We don’t talk enough about how the cast of Zoo lives inside a large, state-of-the-art, unregulated aircraft, zipping around from country to country without so much as a courtesy call to air-traffic controllers, let alone anything that looks like a passport. And yes, this is a show with super-vultures and and wooly rhinos and people who telepathically communicate with animals. I shouldn’t be a stickler for anything remotely approaching “realism.” And I’m not, I swear. I just think a giant airplane that’s always flying around would be a profoundly uncomfortable place to spend a majority of your waking hours. And if I were someone who survived the events of “Stakes on a Plane,” I would definitely want to move the hell out as soon as possible.
Which is actually what Abe and Dariela are talking about at the start of this week’s episode. Following last week’s make-up sex, the couple seems better than they’ve been in a while, but they’re still caught on a central disagreement: Dariela thinks they owe it to Isaac to get him off the plane and away from the violence, but Abe is still dead-set on solving the sterility crisis. Dariela doesn’t seem convinced, so they table it for the time being.
Meanwhile, the Morgans are doing mad science under everyone’s nose. Turns out Mitch wasn’t doing anything particularly sinister when he drugged Jamie; he just wanted her out of the way for a bit while he figured out what to do next. He gives his dad, who is understandably confused about why his son drugged a woman unconscious, perhaps the clearest explanation as to what’s been going on: He didn’t spend all of those ten years in a stasis tank. The bio-drive implanted in his head was a means by which he could be mind-controlled, and Charles Duncan was the evil persona that emerged when Abigail Westbrook turned it on to have him help her with her evil hybrid projects. So now Mitch needs to do something about the bio-drive before bad stuff happens. Luckily, Pop Morgan has a new plan for getting the Bio-Drive out of his son’s head: hitting him up the side of the head with an EMP stick plugged right into the airplane’s power supply.

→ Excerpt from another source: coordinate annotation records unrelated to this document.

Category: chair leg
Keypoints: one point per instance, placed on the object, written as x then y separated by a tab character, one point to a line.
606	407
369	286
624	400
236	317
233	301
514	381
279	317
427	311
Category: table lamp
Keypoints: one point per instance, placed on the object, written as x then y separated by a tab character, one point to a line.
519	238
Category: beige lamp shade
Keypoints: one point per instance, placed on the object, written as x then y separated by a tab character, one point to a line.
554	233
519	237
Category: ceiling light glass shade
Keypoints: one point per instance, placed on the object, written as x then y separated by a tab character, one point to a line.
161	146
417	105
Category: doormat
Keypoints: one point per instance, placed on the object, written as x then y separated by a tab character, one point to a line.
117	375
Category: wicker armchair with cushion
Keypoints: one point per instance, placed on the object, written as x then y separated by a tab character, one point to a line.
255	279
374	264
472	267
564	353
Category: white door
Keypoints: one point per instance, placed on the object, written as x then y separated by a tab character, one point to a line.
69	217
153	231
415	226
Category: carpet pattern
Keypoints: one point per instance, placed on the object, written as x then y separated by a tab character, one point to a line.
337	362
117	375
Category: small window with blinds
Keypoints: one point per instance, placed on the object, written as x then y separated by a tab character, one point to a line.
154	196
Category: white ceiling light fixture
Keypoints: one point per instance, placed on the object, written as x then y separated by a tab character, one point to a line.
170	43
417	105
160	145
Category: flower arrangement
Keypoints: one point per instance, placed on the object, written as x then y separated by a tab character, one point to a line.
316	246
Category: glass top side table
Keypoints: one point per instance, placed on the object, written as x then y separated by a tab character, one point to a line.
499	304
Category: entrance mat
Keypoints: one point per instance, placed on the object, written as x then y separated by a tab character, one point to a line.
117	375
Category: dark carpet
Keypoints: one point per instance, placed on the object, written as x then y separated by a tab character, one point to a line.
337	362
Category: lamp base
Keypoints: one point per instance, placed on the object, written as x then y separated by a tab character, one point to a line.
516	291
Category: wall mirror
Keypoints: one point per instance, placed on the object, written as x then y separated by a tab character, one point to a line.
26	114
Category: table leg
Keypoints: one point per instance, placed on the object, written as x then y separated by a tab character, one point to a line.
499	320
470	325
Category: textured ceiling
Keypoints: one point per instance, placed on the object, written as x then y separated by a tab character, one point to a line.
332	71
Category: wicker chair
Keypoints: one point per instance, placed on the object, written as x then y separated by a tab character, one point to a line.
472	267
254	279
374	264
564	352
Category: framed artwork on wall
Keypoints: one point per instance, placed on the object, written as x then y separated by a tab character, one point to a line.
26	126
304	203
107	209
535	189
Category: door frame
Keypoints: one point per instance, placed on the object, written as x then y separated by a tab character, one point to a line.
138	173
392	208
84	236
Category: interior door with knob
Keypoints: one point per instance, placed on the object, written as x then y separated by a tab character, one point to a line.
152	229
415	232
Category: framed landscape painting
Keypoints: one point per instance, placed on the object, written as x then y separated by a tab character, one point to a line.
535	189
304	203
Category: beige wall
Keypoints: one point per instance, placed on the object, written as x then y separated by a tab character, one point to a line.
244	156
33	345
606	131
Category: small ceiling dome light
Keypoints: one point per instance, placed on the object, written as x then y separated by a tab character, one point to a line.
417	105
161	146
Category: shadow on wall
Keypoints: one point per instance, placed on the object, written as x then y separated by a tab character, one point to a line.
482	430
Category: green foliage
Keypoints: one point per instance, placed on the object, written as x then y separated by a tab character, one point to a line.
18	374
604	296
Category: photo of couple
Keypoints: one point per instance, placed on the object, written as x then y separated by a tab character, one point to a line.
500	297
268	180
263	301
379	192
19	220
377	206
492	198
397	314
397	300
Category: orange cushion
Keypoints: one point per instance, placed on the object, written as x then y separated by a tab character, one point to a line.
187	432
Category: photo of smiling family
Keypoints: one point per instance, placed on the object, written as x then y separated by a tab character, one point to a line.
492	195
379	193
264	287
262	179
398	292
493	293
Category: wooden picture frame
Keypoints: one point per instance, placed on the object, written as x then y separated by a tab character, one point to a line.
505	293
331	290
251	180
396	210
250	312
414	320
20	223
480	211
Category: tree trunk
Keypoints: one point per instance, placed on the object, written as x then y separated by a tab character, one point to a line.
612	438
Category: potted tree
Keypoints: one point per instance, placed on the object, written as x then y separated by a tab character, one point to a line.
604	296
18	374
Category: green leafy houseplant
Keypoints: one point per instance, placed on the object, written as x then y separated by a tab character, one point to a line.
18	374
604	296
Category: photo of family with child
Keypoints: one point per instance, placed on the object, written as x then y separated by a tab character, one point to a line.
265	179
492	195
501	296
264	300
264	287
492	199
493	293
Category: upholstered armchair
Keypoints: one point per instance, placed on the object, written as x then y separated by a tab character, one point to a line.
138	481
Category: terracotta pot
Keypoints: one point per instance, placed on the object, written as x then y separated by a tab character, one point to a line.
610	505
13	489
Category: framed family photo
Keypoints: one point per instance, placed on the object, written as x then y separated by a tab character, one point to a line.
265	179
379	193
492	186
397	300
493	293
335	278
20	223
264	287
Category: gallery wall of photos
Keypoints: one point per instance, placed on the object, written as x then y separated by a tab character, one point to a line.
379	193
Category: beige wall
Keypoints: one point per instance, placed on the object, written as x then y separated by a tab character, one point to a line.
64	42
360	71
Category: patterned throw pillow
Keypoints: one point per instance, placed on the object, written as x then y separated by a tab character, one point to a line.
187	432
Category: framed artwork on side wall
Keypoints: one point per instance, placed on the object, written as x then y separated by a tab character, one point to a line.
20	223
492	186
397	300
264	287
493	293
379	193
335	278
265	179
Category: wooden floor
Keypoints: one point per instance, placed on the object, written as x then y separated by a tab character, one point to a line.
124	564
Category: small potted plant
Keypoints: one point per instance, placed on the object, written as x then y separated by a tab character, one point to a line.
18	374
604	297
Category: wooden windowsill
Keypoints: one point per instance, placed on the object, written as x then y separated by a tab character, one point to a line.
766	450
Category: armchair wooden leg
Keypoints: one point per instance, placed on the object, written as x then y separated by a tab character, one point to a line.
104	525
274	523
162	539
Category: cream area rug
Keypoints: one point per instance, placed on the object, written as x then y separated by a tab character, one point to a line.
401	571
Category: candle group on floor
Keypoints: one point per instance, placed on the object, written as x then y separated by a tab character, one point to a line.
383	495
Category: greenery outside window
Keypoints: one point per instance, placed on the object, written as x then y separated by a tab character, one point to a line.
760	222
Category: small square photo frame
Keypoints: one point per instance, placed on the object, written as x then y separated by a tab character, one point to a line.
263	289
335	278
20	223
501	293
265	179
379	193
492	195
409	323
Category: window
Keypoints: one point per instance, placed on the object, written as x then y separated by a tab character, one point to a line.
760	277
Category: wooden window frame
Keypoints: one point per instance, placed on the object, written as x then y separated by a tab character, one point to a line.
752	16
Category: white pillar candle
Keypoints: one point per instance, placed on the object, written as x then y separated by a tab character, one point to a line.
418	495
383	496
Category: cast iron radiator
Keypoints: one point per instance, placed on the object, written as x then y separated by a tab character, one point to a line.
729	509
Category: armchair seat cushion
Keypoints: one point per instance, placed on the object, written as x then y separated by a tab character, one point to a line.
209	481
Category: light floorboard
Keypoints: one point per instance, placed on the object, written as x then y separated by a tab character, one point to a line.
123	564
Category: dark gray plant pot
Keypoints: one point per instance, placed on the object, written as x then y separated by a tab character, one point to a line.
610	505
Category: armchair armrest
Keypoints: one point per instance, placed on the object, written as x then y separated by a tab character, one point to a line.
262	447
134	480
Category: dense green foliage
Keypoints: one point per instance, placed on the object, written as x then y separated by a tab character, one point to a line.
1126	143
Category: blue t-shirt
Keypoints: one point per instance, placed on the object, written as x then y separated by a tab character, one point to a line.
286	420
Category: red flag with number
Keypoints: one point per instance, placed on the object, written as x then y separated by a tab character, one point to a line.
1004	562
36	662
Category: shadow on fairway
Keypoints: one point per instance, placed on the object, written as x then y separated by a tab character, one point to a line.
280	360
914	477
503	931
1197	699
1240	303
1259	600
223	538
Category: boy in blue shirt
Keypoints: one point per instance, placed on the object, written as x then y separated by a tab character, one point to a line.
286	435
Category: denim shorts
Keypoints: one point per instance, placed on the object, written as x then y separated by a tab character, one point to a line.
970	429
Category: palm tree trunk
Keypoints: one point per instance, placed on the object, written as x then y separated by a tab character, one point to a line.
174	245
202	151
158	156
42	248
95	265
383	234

Unfortunately, the process requires three jolts, and the Morgans can only pull off two before the plane starts to run out of power. But surprise! It isn’t because they’re using it to wallop Mitch in the head; it’s because Abigail Westbrook hid a hybrid on their plane, one that’s clinging to the power supply and causing it to go haywire. If they don’t do something about that hybrid, the plane will fall out of the sky. Making matters worse, the fact that Mitch only got two jolts instead of three means that he’s kind of blind and also his bio-drive is rebooting, which will ultimately let Abigail turn it on and allow Charles Duncan to take over his mind.
Speaking of Abigail, she’s pretty busy. Having taken her brother to Copenhagen, she’s strung the poor guy up in a lab and resorted to torturing him in order to find out how he communicates with animals. She does this by forcing him to control a tiger: First by covering him in antelope blood and getting him to stop the tiger from eating him, and later by showing him the status of his friends on their seemingly doomed plane and reminding him of his dead son. It is all so low. But she gets what she wants. Abigail can now activate the hybrid beacons.
“To do what?” you might ask. For that answer, we go to Logan, who is still on this show. He’s not only starting his first day at the IADG solving the mystery of the dead Black Forest hikers, but he’s also the subject of a really good gag I’m not going to spoil here. Unfortunately, this is a totally underwhelming subplot, as Logan and his new co-workers just deduce stuff from computers and there really doesn’t seem to be any reason for him to be there. Anyway, they find out that the deaths were caused by spores that came from hybrid nests a few miles out, and that there are two other hybrid nests in both Seoul and Atlanta. Long story short: If they’re allowed to hatch, hybrids would overrun the world.
That would appear to be Abigail’s endgame.
The Zoo Crew, however, is too busy trying to survive to figure any of this out. As the plane’s power reaches critical levels and begins to fall from the sky, Abe and Dariela go after the hybrid Buffy-style with axes and blades, while Jamie and Mitch try to reboot everything — only the fight with the hybrid takes too long and Mitch is no longer Mitch, but Charles Duncan. As they free fall and struggle, Jamie is able to get herself free of Duncan, but there are only 30 seconds until their fall is terminal. Man, Zoo really likes its cliff-hangers.